All Products
Search
Document Center

Alibaba Cloud Model Studio:VideoRetalk video generation API reference

Last Updated:Oct 21, 2025

VideoRetalk is a character video generation model. You can use a video of a character and an audio file to generate a new video where the character's lip movements are synchronized with the input audio. This document describes how to call the API for the video generation feature provided by this model.

Important

This document applies only to the China (Beijing) region. To use the model, use an API key from the China (Beijing) region.

HTTP

The VideoRetalk video generation API can only be called over HTTP. To reduce waiting times and avoid request timeouts, this API uses an asynchronous processing method. Therefore, you must make two requests to generate a video.

Prerequisites

You have obtained an API key and configured the API key as an environment variable.

Input limitations

  • Video requirements:

    • File limits: MP4, AVI, and MOV files are supported. The file size must be 300 MB or less. The duration must be between 2 and 120 seconds.

    • Video limits: The video frame rate must be between 15 fps and 60 fps.

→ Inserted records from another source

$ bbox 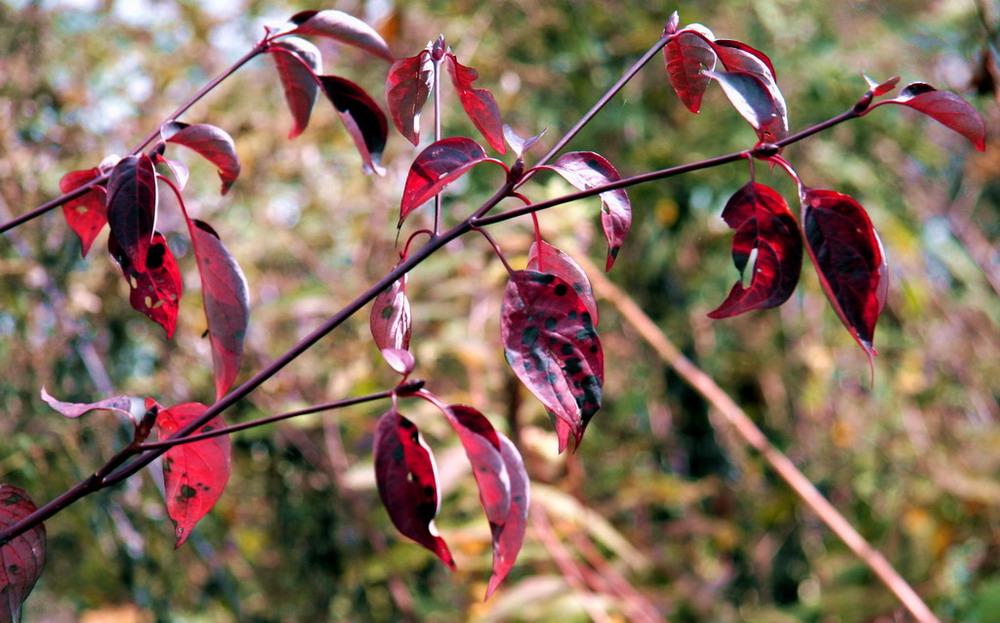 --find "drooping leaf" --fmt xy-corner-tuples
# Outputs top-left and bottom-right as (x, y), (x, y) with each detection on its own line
(868, 82), (986, 151)
(41, 387), (135, 421)
(268, 37), (323, 139)
(708, 182), (802, 318)
(108, 232), (183, 338)
(319, 76), (389, 175)
(374, 410), (455, 569)
(500, 270), (604, 452)
(445, 53), (507, 154)
(108, 154), (158, 266)
(544, 151), (632, 270)
(385, 50), (434, 145)
(368, 275), (413, 350)
(59, 168), (108, 257)
(528, 240), (600, 327)
(160, 121), (240, 195)
(712, 39), (788, 143)
(156, 402), (231, 547)
(663, 24), (716, 113)
(802, 188), (888, 361)
(486, 433), (531, 599)
(283, 9), (395, 63)
(0, 484), (45, 623)
(445, 405), (510, 524)
(397, 136), (506, 227)
(188, 219), (250, 399)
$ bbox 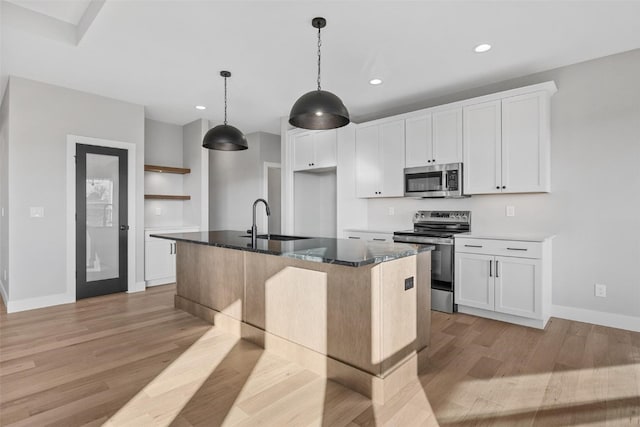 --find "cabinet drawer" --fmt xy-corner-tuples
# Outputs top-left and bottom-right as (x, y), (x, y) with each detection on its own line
(344, 231), (393, 242)
(455, 237), (542, 258)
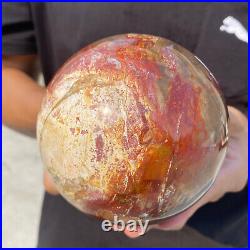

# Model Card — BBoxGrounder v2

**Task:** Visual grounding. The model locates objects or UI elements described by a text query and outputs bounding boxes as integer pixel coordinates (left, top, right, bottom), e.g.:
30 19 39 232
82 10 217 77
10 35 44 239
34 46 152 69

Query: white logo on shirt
220 16 248 43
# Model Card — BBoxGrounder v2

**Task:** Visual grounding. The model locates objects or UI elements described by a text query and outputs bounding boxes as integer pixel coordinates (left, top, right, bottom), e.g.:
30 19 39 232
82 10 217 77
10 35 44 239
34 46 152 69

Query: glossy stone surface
37 34 227 223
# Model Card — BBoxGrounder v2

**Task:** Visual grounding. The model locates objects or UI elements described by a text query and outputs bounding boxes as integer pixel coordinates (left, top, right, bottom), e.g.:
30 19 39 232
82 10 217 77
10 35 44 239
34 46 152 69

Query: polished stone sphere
37 34 228 221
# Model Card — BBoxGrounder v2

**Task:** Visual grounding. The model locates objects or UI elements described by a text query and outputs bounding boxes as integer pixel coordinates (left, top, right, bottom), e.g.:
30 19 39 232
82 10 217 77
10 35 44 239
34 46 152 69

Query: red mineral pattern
37 34 228 223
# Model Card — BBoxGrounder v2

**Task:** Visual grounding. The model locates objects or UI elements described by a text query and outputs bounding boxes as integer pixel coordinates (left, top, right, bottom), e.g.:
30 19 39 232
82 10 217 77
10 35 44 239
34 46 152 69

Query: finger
43 171 59 195
124 227 142 239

The video must be encoded in H.264 or H.265. The length of each side must be between 640 and 2048 pixels.

    • Video content: The video must be a close-up shot of a person facing forward. Avoid extreme side angles or very small faces.

  • Audio requirements:

    • File limits: WAV, MP3, and AAC files are supported. The file size must be 30 MB or less. The duration must be between 2 and 120 seconds.

    • Audio content: The audio must contain a clear and loud human voice. Interference, such as environmental noise and background music, must be removed.

  • Character reference image requirements:

    • File limits: JPEG, JPG, PNG, BMP, and WebP files are supported. The file size must be 10 MB or less.

    • Image content: The image must contain a clear, frontal view of a person's face, and this person must appear in the video. You can also use a screenshot from the video as the character reference image.

  • Uploaded file link requirements:

    • The uploaded video, audio, and image files must be accessible through HTTP links. Local paths are not supported. You can also use the temporary storage space provided by the platform to upload local files and create links.

Task submission

POST https://dashscope.aliyuncs.com/api/v1/services/aigc/image2video/video-synthesis/

Request parameters

Field

Type

Method

Required

Description

Example

Content-Type

String

Header

Yes

Request type: application/json

application/json

Authorization

String

Header

Yes

API key. Example: Bearer d1**2a

Bearer d1**2a

X-DashScope-Async

String

Header

Yes

Set to enable to indicate that the task is created asynchronously.

enable

model

String

Body

Yes

Specifies the model to call.

videoretalk

input.video_url

String

Body

Yes

The URL of the video file that you uploaded.

The URL must be a publicly accessible address and support the HTTP or HTTPS protocol.

Video file requirements:

  • Size: The file size must be 300 MB or less.

  • Format: MP4, AVI, or MOV.

  • Duration: The duration must be longer than 2 seconds and shorter than 120 seconds.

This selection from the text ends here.